My point was to show how the environment affects one’s life. During COVID and the war, I found a website, which is live statistics of people being born or dying. I felt that everything went to numbers and behind those numbers were real people with real feelings and personalities, so I tried to translate those statistics into human stories. We even used those live statistics in the performance.

Yaşam: On the stage children played with headphones in the sandbox while vital statistics were reflected on the screen. This design impressed me a lot. It was a very delicate approach, especially for children to stay out of the stories told and have their own space. What kind of a relationship did you establish between this design and autobiographical narratives?

Mikheil: On my birthday, 4 April, photos and videos from Bucha, Ukraine broke me as a person. I was destroyed to see people killed on the streets of Bucha, a man killed on his bicycle, and people in sewage. I imagined that children who survived death saw all these, and I felt this is unfair. So I decided to create a playground on the stage–a safe space for children. They wear headphones, listen to their favorite music, and have fun, reminding us that we as a society are responsible and they are not. So they must not listen to those heartbreaking stories all the time. I was scared that one of them takes the headphone off and hears all these, but that never happened.
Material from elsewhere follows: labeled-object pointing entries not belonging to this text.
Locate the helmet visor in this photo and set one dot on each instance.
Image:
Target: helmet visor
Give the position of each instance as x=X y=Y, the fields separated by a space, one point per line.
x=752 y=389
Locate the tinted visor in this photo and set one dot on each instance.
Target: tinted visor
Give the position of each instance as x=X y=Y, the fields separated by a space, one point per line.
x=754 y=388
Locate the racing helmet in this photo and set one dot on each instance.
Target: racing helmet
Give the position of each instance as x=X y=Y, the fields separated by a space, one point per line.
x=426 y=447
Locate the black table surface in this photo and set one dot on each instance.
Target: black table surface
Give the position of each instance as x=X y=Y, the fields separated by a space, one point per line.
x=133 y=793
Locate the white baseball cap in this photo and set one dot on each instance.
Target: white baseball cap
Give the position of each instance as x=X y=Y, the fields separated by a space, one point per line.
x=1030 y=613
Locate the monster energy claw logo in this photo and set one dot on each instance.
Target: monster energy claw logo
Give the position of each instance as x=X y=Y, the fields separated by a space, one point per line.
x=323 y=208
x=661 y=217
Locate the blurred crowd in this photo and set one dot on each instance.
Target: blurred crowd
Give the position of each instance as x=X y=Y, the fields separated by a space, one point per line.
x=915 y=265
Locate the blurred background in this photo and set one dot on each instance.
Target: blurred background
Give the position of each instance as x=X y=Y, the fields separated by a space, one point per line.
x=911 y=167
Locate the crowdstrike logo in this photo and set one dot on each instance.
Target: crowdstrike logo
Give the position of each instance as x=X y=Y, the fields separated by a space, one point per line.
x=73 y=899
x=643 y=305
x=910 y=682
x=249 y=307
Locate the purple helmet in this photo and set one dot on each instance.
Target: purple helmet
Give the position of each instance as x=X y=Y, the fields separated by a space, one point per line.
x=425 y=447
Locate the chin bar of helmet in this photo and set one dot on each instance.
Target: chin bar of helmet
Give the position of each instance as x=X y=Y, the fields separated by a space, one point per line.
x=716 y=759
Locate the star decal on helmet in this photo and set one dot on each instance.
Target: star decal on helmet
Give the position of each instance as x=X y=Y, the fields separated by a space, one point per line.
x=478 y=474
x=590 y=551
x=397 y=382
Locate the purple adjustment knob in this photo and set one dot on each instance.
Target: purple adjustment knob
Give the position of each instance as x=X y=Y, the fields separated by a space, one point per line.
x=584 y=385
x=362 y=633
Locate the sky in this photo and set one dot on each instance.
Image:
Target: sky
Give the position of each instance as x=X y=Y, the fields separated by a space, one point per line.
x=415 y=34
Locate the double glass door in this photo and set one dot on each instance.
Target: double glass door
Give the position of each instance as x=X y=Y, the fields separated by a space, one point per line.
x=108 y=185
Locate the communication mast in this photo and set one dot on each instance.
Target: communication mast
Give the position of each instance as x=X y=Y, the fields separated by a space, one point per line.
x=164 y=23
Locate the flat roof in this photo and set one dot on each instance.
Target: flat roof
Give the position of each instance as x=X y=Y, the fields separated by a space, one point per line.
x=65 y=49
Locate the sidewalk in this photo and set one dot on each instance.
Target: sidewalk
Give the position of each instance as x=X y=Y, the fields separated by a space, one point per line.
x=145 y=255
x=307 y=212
They couldn’t hear us, but we could hear their noise, sounds, laughter, etc.

Yaşam: Many performers tell their life stories using different parts of the stage with an object. There is no hierarchy between these stories; they all make room for each other. Are there any dramaturgical choices made when choosing these stories for the showcase? I mean, how do you decide which performance to show? Do you take into account how the stories relate to each other?

Mikheil: For the eleventh chapter of Exodus, I decided to show three different women of different ages and citizenship with the same experience. Three of them were war refugees and had very different stories but very similar feelings and emotions. Lorri Ferro is ninety-seven-year-old lady who ran to the United States after World War II, and she still can not feel herself at home in America. Nana Anaria fled from Abkhazia in 1992; she lives in Tbilisi and hopes to go back to her hometown Sokhumi. She still can not be unchained from her roots. Danna Kysla is also a war refugee from Kyiv, Ukraine, and she goes the same way.

Also, I had two students showing how wars affected their life though they have never faced any of them. I tried to use this platform to talk about the war to international society and remind them that wars kill thousands of people every day. It is the biggest cruelty that humans ever created.